Tristan souffle péniblement.
-Vous verrez, vous me remercierez avant demain. Nous opérons dans quelques heures, quand la lune sera à son apogée. Tout sera mieux. Vous serez délivrée de la malédiction qui vous enchaine à Maxime.
Mon cœur accélère soudainement lorsqu'il prédit sa mort.
-Non...
-Vous ne l'aimez pas vraiment, Lisa. Ce n'est qu'une illusion, dont vous serez bientôt libérée.
-Vous n'avez pas le droit de décider qui peut mourir ou vivre dans votre « nouvelle société » à la noix !
-Je m'attribue tous les droits que je souhaite, en tant que futur roi.
-Vous êtes fou !
-Non, rétorque-t-il avec une lueur menaçante dans les yeux. C'est vous qui refusez de voir l'évidence : les humains sont un poids pour la société.
Je ne sais plus quoi répondre. Je le fixe, bouche bée. Il est hors de question que je le laisse faire ça, mais je ne sais absolument pas comment l'empêcher de mener à bien ses plans.
Un plan, il me faut un plan.
Je regarde partout autour de moi, à la recherche de l'inspiration.
Je peux essayer de le pousser dans le feu et m'enfuir à toutes jambes ?
Inutile... Lydia me rattraperait aussitôt.
-Bien. Je vais devoir faire le point avec Lydia. La première phase de notre plan consistait à vous écarter du château. Après tout, vous constituiez la seule menace qui aurait pu compromettre nos ambitions. Seulement, vous comprendrez que si vous retournez là-bas, tout ça n'aura servi à rien. J'espère que vous me pardonnerez de vous enfermer un petit moment.
-Quoi !? Non ! Je...
Mes sens sont de nouveau en alerte. Dans un geste désespéré, je le pousse en direction de la cheminée. Il recule d'un pas, visiblement étonné.
Il revient bien vite dans ma direction et empoigne mon bras.
-Hey ! Lâchez-moi, criai-je.
-Vous avez de la chance, grogne-t-il d'un ton anti-rassurant en me tirant dans le couloir.
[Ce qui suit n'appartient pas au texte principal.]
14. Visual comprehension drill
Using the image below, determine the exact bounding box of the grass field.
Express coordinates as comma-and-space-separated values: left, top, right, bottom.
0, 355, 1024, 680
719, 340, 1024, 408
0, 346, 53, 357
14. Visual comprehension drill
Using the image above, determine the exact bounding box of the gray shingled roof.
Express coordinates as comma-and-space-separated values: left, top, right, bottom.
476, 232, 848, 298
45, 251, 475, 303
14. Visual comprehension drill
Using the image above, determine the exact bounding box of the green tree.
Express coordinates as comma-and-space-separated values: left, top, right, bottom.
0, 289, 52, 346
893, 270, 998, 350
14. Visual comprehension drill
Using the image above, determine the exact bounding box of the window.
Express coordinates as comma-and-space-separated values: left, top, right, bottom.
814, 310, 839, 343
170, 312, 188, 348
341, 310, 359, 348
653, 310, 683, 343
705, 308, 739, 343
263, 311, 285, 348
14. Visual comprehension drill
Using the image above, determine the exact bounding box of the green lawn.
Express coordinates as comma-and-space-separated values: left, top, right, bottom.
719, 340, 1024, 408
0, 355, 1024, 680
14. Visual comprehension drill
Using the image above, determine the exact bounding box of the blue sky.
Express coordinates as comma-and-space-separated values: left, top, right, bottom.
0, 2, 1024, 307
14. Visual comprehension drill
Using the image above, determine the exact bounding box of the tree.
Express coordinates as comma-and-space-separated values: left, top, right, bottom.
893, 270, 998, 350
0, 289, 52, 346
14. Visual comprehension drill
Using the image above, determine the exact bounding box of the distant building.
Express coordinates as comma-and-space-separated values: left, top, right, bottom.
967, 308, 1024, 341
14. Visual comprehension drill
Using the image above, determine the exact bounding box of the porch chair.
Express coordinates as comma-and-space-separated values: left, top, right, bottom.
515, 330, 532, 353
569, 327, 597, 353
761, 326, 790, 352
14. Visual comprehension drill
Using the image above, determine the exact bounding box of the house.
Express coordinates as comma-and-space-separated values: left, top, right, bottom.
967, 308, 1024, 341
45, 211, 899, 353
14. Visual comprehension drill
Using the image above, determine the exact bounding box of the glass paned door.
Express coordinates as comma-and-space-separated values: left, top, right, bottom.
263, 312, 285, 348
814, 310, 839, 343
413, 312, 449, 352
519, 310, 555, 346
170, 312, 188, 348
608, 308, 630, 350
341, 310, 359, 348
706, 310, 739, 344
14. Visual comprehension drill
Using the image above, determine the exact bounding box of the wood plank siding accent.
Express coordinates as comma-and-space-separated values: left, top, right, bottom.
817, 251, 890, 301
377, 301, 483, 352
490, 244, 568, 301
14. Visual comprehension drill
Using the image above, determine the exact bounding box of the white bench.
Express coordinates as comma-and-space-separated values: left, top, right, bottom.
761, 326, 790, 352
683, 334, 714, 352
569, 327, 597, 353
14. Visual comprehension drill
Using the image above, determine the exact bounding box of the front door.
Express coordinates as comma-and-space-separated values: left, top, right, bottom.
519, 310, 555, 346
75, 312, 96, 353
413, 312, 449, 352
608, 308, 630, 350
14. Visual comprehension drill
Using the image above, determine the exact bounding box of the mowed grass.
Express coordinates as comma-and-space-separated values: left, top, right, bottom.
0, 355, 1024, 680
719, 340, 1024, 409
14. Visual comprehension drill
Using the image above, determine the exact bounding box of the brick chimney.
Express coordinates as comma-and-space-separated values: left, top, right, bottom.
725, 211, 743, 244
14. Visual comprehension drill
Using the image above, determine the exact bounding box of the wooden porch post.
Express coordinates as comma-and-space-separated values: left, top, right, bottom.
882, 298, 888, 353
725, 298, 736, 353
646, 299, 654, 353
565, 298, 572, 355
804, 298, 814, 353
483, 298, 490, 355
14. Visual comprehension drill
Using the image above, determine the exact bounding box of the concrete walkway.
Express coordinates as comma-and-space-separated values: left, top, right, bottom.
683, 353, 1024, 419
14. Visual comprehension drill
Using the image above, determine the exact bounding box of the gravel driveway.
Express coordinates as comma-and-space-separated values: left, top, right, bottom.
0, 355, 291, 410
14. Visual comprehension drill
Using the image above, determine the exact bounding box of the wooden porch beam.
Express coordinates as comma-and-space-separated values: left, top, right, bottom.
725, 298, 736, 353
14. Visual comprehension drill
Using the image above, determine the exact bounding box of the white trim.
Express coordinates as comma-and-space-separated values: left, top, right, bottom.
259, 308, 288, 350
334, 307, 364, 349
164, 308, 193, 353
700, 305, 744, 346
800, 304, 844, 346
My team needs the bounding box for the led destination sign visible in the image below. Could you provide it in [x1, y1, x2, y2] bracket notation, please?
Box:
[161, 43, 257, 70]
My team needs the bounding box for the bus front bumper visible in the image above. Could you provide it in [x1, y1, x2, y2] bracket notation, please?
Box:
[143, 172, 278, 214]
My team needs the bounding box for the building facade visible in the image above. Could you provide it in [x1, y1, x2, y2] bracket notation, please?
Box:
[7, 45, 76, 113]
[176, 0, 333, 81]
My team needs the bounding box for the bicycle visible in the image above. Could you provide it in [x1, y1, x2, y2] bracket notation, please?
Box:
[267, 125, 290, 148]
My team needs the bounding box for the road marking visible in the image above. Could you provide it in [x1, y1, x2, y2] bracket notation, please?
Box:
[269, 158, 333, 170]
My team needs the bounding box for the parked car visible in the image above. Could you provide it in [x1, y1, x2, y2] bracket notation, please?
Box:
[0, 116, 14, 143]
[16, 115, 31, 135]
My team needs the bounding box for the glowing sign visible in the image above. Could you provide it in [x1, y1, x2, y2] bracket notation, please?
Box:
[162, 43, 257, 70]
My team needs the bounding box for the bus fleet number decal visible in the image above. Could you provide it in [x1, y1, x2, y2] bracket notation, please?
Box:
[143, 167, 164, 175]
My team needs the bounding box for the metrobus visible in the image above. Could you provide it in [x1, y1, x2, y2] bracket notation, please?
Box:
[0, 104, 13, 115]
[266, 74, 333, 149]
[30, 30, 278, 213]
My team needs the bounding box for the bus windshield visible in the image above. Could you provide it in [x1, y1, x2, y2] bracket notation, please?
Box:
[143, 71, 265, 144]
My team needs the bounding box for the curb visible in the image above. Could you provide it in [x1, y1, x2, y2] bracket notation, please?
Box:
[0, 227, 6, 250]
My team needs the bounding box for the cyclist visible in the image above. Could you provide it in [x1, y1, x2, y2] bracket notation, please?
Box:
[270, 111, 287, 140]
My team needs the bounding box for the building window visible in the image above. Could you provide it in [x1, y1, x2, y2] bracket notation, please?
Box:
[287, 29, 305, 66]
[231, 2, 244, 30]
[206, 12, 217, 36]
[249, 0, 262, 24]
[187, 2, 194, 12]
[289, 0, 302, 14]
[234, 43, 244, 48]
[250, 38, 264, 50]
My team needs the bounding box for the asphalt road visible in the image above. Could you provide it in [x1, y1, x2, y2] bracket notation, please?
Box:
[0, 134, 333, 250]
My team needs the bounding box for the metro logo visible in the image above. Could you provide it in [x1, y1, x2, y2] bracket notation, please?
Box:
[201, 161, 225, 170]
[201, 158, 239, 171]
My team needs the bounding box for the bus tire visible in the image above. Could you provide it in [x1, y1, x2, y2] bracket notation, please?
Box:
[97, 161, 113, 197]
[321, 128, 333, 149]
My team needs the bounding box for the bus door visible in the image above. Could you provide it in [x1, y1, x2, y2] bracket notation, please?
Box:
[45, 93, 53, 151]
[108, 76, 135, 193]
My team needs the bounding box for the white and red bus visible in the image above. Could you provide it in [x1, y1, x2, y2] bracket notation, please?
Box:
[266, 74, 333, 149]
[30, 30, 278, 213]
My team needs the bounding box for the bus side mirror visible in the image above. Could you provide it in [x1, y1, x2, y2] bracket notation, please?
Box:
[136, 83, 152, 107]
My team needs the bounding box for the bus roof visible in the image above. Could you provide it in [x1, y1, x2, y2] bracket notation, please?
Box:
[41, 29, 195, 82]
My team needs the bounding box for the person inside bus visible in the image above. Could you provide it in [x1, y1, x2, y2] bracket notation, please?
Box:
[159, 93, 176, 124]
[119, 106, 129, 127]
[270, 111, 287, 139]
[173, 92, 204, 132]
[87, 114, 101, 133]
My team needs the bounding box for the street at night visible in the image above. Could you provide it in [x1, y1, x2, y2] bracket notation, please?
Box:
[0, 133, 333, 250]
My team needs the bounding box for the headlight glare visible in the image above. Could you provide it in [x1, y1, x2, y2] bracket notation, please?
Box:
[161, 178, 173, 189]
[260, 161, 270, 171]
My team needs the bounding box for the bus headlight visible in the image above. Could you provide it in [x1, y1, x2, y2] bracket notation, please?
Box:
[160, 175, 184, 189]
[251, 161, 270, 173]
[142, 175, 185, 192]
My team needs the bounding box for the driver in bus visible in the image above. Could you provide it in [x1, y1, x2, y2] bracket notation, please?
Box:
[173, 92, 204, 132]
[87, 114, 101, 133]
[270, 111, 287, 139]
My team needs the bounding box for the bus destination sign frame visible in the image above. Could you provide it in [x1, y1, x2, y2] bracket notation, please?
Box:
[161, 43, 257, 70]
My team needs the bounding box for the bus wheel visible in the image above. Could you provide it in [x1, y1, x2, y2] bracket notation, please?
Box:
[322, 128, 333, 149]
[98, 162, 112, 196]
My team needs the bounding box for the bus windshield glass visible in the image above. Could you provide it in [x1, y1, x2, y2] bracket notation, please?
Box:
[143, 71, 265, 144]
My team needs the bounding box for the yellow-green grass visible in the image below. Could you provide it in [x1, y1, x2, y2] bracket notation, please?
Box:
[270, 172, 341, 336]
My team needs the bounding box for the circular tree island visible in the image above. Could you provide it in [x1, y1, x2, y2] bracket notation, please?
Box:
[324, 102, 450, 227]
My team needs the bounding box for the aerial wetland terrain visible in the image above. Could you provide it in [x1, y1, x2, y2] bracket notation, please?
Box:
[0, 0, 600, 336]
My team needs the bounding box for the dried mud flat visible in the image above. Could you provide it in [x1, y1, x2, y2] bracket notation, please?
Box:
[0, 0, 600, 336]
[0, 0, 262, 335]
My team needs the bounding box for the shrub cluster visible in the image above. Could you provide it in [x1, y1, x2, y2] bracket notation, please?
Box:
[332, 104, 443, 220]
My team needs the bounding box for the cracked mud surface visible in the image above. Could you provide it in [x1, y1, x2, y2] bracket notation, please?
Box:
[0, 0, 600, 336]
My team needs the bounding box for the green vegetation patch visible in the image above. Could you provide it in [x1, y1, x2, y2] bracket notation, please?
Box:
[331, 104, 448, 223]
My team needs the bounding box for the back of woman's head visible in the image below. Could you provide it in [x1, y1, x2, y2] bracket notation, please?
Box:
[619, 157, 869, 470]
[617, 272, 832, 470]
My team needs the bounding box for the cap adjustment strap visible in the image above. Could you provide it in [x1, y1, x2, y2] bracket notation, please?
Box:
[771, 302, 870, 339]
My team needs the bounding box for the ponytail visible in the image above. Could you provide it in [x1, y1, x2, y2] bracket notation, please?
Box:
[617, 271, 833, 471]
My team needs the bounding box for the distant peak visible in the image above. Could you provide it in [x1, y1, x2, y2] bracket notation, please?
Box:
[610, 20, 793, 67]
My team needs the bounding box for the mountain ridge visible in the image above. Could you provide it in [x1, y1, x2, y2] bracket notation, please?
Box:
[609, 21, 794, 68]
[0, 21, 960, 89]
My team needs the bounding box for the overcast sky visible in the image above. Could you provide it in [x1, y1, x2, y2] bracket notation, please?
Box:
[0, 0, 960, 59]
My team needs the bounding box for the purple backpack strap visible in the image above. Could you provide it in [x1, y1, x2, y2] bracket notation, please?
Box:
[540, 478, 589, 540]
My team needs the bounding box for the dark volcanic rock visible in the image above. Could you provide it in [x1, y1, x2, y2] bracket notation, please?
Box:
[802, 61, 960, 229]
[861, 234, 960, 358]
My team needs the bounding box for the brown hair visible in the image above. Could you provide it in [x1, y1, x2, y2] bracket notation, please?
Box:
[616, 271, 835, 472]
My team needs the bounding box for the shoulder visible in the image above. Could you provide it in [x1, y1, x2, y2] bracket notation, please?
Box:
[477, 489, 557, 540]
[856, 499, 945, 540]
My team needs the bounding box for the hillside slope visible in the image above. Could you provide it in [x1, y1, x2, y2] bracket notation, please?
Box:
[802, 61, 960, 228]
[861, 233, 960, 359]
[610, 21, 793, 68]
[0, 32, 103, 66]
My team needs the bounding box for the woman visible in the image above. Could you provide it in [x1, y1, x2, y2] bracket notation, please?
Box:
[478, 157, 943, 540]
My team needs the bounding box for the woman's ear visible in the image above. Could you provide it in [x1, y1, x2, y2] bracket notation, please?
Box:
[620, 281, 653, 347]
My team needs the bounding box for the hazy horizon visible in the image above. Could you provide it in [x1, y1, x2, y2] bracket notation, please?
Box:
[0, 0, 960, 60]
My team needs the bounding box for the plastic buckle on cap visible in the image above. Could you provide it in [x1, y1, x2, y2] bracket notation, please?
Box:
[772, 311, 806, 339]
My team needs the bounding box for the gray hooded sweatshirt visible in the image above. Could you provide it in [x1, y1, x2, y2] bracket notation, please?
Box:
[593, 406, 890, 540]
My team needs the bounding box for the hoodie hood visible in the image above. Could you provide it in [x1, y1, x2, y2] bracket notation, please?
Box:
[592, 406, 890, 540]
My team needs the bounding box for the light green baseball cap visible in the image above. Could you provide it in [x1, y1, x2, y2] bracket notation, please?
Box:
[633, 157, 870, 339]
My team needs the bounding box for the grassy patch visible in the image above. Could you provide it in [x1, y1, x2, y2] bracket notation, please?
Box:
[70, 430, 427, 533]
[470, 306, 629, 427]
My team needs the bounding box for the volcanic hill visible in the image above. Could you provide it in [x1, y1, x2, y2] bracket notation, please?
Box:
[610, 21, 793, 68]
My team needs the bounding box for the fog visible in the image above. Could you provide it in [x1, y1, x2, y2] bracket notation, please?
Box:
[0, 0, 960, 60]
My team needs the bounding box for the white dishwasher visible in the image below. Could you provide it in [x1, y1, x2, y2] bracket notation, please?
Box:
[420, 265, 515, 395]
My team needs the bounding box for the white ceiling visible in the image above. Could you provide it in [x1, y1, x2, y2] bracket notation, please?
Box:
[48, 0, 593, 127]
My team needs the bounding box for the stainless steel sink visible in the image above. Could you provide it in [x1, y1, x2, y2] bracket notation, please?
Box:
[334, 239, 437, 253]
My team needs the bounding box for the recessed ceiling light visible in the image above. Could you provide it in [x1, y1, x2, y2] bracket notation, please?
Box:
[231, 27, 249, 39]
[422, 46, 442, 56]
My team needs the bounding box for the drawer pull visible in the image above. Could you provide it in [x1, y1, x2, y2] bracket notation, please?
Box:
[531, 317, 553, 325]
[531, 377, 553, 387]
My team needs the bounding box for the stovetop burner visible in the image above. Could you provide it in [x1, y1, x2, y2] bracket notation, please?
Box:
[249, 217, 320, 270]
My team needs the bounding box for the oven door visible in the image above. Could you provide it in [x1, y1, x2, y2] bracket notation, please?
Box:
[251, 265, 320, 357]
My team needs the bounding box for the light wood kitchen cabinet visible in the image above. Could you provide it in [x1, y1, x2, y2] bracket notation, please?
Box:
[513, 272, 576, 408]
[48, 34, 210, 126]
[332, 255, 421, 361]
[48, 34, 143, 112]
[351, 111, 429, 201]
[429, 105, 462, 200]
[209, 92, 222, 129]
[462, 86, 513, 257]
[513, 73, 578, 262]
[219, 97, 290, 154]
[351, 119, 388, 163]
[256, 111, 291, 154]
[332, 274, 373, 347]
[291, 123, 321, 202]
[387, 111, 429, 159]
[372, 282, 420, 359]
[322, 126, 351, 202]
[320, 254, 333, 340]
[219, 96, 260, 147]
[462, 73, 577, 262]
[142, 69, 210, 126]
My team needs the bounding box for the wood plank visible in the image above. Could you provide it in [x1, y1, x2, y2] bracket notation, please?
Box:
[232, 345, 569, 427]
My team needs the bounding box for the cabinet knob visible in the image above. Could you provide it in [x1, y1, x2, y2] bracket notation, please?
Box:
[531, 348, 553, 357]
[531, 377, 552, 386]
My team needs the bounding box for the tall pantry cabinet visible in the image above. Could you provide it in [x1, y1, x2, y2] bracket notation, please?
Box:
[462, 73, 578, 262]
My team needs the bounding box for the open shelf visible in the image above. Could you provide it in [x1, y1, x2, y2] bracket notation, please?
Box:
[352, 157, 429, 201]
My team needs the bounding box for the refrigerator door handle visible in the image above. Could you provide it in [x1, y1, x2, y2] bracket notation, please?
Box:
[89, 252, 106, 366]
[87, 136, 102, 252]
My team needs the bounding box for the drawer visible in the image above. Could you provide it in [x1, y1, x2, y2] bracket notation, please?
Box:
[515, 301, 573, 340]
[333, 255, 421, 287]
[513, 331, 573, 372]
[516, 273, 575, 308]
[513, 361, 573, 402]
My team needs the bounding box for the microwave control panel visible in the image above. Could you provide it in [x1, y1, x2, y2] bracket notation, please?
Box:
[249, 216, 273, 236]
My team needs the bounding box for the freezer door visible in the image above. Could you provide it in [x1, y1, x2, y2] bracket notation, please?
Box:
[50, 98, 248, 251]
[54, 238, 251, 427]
Je vous ai réservé une place importante dans mon plan. Sans ça, vous seriez déjà passée de l'autre côté !
Il ouvre grand une porte, et nous descendons des escaliers. Nous arrivons dans un couloir froid.
-Une place importante ? Que voulez-vous dire, demandai-je tout en essayant de résister.
-Une fois qu'elle aura lancé le sort, Lydia perdra tous ses pouvoirs. J'aurai besoin de vous, et de vos pouvoirs. Nous trouverons un sort qui fera renaitre le peuple des sorciers. Malvina avait déjà fait des recherches à ce sujet, j'en suis certain. Je sais qu'elle voulait faire renaître les sorciers et les vampires.
Je reste, une fois de plus, muette. Je n'arrive pas à trouver les mots pour essayer de le résonner. De toute façon, je crois qu'il n'est rien qu'on puisse faire face à ce degré de folie.
Il ouvre une porte au fond du couloir et me pousse à l'intérieur de la pièce.
-C'est pour le bien-être du monde, dit-il avant de refermer la porte.